The campaign, called “Path to a Bright Future,” is kicking off in the southeastern U.S., where experts said HPV vaccinations are well below the national average.
Doctors said the human papillomavirus vaccine can help to prevent cancer.
From St. Jude: HPV can cause six dangerous types of cancer (including oral, cervical, vaginal, anal and penile cancers) in both women and men and results in more than 36,000 cases of cancer each year. HPV vaccination, which is effective at preventing more than 90 percent of these types of cancers, is available and recommended for every person between the ages of 9 and 26. The ideal age is 9 – 12 years old.

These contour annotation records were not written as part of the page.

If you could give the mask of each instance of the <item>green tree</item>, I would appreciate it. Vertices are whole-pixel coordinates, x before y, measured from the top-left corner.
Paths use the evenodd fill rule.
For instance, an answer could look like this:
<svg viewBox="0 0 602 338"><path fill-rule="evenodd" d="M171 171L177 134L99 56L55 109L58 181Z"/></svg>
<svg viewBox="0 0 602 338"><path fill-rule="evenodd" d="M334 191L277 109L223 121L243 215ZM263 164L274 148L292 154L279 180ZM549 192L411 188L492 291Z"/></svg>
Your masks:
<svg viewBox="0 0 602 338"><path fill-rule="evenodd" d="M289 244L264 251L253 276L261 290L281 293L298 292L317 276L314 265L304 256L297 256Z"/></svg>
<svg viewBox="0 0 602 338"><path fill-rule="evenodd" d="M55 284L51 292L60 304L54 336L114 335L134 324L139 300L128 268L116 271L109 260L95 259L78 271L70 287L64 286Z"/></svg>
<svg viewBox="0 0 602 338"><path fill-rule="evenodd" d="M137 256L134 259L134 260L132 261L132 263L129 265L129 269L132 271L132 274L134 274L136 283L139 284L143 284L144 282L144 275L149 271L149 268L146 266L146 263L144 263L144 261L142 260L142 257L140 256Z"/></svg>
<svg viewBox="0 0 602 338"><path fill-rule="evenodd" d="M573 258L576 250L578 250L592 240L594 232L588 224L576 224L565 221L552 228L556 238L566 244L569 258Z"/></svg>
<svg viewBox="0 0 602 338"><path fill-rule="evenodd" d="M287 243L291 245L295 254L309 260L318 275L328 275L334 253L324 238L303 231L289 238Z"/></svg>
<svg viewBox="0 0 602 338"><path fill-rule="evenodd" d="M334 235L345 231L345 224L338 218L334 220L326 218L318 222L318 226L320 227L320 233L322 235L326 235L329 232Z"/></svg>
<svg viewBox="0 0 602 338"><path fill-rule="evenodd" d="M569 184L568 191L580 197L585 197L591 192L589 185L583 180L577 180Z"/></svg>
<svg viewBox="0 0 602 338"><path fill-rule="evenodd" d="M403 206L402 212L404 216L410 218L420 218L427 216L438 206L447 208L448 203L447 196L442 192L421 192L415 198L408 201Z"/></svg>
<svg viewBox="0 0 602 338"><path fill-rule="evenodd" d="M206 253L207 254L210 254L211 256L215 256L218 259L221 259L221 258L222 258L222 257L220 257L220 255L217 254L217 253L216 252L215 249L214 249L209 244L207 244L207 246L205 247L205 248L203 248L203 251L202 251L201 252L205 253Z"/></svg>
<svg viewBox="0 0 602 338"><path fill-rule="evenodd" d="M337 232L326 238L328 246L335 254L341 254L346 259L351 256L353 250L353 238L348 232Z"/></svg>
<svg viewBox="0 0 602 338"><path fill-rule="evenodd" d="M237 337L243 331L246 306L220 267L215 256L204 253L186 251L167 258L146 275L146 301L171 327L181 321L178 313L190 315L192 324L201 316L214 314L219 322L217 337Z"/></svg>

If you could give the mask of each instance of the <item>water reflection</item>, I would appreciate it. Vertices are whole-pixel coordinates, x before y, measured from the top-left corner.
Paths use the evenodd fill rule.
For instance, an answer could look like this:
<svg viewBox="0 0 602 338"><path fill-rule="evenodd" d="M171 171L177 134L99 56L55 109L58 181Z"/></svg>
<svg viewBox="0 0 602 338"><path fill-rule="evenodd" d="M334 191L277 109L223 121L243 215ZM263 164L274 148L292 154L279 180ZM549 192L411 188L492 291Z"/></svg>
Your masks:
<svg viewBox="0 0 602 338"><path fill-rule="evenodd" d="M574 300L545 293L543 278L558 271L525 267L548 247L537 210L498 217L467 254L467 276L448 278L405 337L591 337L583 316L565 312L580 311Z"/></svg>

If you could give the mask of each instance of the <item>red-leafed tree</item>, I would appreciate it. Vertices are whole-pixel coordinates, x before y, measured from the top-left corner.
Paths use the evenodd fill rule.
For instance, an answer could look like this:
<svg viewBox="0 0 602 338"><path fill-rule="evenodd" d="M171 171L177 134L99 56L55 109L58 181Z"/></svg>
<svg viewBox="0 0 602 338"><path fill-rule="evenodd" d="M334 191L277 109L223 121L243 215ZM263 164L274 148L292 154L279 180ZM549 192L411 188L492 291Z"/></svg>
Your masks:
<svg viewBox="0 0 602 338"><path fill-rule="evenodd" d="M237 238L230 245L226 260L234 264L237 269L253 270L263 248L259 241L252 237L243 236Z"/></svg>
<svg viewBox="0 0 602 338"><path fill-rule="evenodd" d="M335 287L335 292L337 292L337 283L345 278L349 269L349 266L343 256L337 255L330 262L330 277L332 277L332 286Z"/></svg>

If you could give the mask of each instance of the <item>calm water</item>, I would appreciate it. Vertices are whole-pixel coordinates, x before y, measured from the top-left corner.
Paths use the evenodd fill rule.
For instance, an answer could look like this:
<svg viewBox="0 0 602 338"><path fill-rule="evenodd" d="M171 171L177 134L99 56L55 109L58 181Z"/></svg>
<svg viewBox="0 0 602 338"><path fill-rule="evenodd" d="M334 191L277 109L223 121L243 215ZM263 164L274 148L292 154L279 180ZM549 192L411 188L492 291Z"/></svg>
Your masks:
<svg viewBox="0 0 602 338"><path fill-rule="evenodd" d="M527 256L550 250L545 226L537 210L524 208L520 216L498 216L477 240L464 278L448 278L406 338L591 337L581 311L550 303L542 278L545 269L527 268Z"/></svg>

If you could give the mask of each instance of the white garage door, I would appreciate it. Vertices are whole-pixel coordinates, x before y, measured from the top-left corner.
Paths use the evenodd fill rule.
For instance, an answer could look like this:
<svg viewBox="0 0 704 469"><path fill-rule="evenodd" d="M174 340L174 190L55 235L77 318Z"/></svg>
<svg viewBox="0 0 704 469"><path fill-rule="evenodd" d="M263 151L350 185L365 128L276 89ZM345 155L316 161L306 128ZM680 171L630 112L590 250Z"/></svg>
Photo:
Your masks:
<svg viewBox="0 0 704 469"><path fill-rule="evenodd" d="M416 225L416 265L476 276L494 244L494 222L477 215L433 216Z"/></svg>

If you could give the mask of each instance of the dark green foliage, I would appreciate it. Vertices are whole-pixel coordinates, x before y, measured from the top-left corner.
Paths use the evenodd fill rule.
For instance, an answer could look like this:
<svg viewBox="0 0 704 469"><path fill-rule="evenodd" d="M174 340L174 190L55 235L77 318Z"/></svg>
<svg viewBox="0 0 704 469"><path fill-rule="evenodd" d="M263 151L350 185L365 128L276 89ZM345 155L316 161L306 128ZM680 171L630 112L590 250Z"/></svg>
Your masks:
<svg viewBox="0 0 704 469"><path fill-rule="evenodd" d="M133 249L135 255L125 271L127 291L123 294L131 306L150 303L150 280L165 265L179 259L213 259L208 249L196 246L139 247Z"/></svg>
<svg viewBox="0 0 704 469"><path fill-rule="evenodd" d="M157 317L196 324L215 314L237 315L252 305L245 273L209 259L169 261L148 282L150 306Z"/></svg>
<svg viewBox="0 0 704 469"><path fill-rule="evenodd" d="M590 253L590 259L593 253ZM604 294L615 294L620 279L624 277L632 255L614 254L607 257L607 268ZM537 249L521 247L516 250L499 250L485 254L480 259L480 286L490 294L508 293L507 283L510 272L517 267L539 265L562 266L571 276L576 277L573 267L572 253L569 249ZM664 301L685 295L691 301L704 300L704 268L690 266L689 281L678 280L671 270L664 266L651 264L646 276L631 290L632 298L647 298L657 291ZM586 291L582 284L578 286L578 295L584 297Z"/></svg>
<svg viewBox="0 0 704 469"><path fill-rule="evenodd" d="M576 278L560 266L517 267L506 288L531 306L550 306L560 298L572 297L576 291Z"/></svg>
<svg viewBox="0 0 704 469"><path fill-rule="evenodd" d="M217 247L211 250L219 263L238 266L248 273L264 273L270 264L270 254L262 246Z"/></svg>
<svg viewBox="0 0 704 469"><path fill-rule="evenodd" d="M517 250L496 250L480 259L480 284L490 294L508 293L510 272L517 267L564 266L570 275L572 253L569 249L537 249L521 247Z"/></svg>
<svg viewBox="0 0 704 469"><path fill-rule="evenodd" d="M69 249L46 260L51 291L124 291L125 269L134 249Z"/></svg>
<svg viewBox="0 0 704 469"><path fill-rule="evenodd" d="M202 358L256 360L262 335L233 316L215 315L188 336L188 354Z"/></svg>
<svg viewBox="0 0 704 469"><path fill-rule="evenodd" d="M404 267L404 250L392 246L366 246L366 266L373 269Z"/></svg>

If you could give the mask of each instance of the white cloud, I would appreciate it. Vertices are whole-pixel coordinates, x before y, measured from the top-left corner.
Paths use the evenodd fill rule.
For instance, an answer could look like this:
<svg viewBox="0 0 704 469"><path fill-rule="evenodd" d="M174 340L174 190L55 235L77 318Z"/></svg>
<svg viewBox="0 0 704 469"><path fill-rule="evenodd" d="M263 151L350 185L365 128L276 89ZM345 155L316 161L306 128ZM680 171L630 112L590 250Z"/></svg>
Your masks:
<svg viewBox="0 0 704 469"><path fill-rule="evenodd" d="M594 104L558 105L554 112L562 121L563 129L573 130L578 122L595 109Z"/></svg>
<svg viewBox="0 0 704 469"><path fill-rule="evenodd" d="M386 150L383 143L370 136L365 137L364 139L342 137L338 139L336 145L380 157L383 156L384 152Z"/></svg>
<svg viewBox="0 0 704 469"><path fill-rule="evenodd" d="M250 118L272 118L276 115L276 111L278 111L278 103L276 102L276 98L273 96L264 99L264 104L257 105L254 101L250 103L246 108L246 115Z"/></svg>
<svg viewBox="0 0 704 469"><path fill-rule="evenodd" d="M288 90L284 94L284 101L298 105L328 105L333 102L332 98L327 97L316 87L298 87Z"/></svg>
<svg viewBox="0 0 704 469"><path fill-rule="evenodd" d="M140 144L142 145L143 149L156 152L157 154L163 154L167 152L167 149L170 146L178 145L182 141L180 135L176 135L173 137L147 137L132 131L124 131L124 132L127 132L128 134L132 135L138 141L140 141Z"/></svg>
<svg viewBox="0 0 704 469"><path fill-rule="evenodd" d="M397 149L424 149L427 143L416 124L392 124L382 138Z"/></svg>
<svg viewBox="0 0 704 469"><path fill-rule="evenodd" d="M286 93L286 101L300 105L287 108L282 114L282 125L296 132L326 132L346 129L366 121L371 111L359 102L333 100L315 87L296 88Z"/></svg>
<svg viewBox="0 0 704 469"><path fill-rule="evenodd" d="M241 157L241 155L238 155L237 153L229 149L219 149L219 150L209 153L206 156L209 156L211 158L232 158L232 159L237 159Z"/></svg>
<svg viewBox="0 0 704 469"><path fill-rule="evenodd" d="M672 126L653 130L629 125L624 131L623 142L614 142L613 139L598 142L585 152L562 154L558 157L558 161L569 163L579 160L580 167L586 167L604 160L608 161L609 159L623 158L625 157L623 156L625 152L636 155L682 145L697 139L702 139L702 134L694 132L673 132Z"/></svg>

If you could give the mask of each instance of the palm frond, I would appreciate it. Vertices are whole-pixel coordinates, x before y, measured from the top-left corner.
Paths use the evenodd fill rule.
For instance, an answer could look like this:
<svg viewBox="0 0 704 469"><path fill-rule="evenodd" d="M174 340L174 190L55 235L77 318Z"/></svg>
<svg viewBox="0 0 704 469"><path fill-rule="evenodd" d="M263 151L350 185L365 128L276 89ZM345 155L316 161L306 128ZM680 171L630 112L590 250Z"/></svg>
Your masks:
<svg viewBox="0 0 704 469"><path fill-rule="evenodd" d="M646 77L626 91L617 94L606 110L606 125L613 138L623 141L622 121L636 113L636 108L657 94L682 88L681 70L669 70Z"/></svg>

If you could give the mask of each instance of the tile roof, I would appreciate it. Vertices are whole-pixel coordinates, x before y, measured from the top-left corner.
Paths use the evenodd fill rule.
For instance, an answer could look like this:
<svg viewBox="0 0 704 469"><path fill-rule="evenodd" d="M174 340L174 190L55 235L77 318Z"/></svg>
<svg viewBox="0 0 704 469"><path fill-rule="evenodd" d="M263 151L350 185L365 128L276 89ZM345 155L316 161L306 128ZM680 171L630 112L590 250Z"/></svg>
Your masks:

“St. Jude has been actively engaged over the past several years in raising awareness about HPV. With this latest campaign, we are working to increase vaccinations and ultimately reduce the rate of HPV infections. By educating the public on the dangers of HPV and associated cancers, focusing on both the community and clinical settings, and supporting relevant policies that encourage vaccination, these efforts will help prevent future cancers,” said James R. Downing, M.D., St. Jude president and CEO, in a news release. “In honor of International HPV Awareness Day, join us to help create a future free of HPV.”
“Together, with our campaign partners, we hope to increase awareness of the benefits of on-time HPV vaccination for cancer prevention and provide tangible resources to help peers working in community and health care settings to better meet people where they are,” said Heather Brandt, Ph.D., St. Jude HPV Cancer Prevention Program director. “We’re committed to raising awareness of policies that support HPV vaccination efforts broadly.”